Furthermore, as there are important quantities which are expressed in the SI base units and none of them can be expressed as a linear combination of the others the minimum number must be at least seven. I would not be at all surprised to hear an example that makes it more than seven, some field of thought that still has an ad hoc unit that can't be expressed in terms of the SI units. However I can't think of one at the moment. I feel certain someone will remedy that shortly.

Editing to ad the caveat that in past cases our description of the universe has changed to make us realize things which didn't appear to be related turned out to be and the number of base units shrank. So perhaps there is som eleven dimensional theory of everything where all quantities can be expressed in a single unit

 

[mfb]

I certainly can't express electricity with centimeter grams seconds.

Yes you can, at least with Gauß' units. Charge has units $\sqrt{g cm^3} s^{-1}$, voltage is charge/cm, magnetic field strength is voltage/cm, and all other units follow in the usual way.
The German Wikipedia has a list, the corresponding English article doesn't have the same nice list in base units.

 

[Cutter Ketch]

Yes you can, at least with Gauß' units. Charge has units $\sqrt{g cm^3} s^{-1}$, voltage is charge/cm, magnetic field strength is voltage/cm, and all other units follow in the usual way.
The German Wikipedia has a list, the corresponding English article doesn't have the same nice list in base units.

I really really want what I said to be true, and I can just see that it must be true, how can it not be true, and yet it appears it isn't true. Sorry for the ignorance. I'll be over in the corner in denial for awhile trying to figure out where they hid the missing unit in the Gaussian system.

 

[Dale]

I certainly can't express electricity with centimeter grams seconds.

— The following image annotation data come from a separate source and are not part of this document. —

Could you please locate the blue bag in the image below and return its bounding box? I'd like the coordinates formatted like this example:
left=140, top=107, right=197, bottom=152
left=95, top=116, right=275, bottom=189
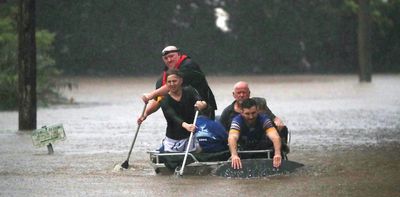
left=195, top=116, right=228, bottom=153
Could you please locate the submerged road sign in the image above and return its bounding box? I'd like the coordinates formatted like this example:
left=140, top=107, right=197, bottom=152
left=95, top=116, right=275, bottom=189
left=32, top=124, right=65, bottom=147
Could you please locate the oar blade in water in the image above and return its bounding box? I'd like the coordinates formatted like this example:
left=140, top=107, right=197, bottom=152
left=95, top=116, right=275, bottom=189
left=214, top=159, right=304, bottom=178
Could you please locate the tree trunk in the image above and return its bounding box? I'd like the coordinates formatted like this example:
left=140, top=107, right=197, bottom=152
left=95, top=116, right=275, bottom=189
left=18, top=0, right=36, bottom=130
left=358, top=0, right=372, bottom=82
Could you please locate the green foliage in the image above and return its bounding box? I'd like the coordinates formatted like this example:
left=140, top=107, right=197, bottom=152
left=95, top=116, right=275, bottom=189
left=0, top=4, right=60, bottom=110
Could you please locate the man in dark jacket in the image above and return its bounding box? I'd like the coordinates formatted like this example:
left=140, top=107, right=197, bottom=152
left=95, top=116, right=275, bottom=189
left=142, top=46, right=217, bottom=119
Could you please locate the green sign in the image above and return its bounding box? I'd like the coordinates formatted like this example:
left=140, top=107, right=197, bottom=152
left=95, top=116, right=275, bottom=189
left=32, top=124, right=65, bottom=147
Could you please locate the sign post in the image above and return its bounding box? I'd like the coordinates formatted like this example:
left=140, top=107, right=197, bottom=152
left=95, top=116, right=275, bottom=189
left=32, top=124, right=66, bottom=155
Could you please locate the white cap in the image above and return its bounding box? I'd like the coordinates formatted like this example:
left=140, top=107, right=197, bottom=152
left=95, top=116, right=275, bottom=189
left=161, top=46, right=180, bottom=56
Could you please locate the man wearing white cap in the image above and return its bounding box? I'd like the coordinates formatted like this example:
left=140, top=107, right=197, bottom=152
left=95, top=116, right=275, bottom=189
left=142, top=46, right=217, bottom=119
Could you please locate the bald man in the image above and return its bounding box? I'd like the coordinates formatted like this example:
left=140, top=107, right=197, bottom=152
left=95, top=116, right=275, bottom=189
left=220, top=81, right=288, bottom=148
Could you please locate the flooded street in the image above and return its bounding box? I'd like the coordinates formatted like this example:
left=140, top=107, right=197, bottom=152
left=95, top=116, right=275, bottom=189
left=0, top=75, right=400, bottom=196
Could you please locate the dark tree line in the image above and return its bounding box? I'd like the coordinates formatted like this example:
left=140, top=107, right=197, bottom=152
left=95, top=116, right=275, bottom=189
left=11, top=0, right=400, bottom=75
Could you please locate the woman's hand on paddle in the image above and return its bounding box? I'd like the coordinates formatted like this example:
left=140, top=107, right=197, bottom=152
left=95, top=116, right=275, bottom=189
left=272, top=155, right=282, bottom=168
left=194, top=101, right=207, bottom=111
left=136, top=114, right=147, bottom=124
left=231, top=155, right=242, bottom=169
left=182, top=122, right=196, bottom=132
left=142, top=94, right=151, bottom=103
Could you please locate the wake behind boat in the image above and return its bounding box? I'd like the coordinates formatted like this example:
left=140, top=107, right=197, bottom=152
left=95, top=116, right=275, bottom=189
left=148, top=149, right=303, bottom=178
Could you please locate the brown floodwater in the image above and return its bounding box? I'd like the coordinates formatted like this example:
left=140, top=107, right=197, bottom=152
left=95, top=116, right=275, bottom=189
left=0, top=74, right=400, bottom=196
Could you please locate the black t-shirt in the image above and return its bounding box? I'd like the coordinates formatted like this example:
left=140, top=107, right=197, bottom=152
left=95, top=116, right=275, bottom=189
left=161, top=86, right=202, bottom=140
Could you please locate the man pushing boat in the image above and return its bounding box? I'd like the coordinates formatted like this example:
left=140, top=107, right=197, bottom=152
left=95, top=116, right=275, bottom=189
left=228, top=99, right=282, bottom=169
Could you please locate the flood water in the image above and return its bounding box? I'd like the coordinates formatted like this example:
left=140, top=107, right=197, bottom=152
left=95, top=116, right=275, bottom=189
left=0, top=75, right=400, bottom=196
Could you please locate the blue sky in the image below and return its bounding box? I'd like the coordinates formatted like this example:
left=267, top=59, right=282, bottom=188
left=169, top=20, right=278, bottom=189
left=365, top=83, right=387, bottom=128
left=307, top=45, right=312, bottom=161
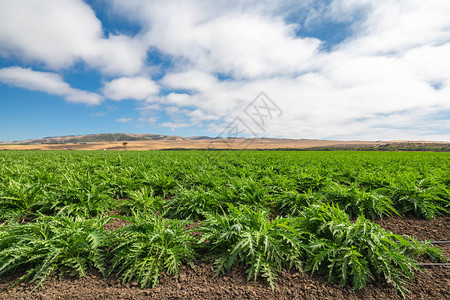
left=0, top=0, right=450, bottom=141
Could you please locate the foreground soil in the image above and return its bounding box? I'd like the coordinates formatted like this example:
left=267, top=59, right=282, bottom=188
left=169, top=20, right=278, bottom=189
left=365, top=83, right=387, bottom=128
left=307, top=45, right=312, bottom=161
left=0, top=216, right=450, bottom=299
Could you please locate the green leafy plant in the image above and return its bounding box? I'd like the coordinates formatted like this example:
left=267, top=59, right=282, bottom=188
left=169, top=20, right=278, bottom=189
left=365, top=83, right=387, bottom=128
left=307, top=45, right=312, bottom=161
left=321, top=184, right=397, bottom=219
left=384, top=178, right=449, bottom=219
left=119, top=187, right=165, bottom=216
left=199, top=204, right=304, bottom=289
left=0, top=216, right=108, bottom=287
left=0, top=180, right=43, bottom=222
left=110, top=213, right=195, bottom=287
left=296, top=204, right=444, bottom=296
left=164, top=188, right=221, bottom=220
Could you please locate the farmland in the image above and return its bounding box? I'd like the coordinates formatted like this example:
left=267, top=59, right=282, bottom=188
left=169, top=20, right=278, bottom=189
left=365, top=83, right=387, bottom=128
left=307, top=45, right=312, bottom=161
left=0, top=151, right=450, bottom=299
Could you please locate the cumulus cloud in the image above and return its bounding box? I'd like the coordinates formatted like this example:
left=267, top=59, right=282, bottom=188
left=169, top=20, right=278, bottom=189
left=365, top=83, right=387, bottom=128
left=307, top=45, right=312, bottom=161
left=130, top=0, right=450, bottom=139
left=0, top=0, right=450, bottom=139
left=116, top=118, right=133, bottom=123
left=0, top=67, right=103, bottom=105
left=103, top=77, right=159, bottom=101
left=0, top=0, right=147, bottom=75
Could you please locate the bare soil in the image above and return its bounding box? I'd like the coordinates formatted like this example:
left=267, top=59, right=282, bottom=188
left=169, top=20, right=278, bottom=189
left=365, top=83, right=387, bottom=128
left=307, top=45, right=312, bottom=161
left=0, top=216, right=450, bottom=300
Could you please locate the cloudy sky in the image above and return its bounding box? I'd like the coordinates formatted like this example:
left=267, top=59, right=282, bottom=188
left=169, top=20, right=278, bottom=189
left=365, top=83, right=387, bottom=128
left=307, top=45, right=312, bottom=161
left=0, top=0, right=450, bottom=141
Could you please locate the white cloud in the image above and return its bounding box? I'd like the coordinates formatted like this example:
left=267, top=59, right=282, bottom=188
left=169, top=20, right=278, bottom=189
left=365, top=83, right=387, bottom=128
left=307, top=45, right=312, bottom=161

As @mfb answered, you certainly can. Understanding the CGS statcoulomb was one of two key turning points in my understanding of units and unit systems.

I don't think the number of units can be arbitrarily small.

I agree. It is not arbitrarily small. It is 1.

https://en.m.wikipedia.org/wiki/Geometrized_unit_system

 

[Orodruin]

How many base units you use is often a matter of convention, but there really is physics in using more than one.

Consider length and time. In relativity it becomes clear that they are only two different aspects of the same thing, displacements in space-time. As such, it really does not make sense to use different units to describe them and physicists often work in units where $c = 1$ (dimensionless). Of course you can stick to using different units to measure times and lengths, but this is nothing really strange as you can have several different units to measure the same thing (e.g., you can measure mass in kg or in pounds). In this sense, $c$ is just a conversion factor between different sets of units. When you use different units for the same basic physical dimension, this conversion factor is going to pop up in a lot of places, just like $c$ does in relativity.

Another analogy is that spatial directions are many times not really the same. For example, on the sea, a displacement of 10 fathoms in the horizontal direction would be rather inconsequential while the same displacement in the vertical direction would be rather noticeable. It makes sense to use fathoms to measure vertical distance, but horizontal distances would instead be measured in nautical miles. If you start rotating your coordinate system here you would end up with a seemingly arbitrary conversion factor between the units you use for horizontal and vertical distances, namely the ratio (1 nautical mile)/(1 fathom).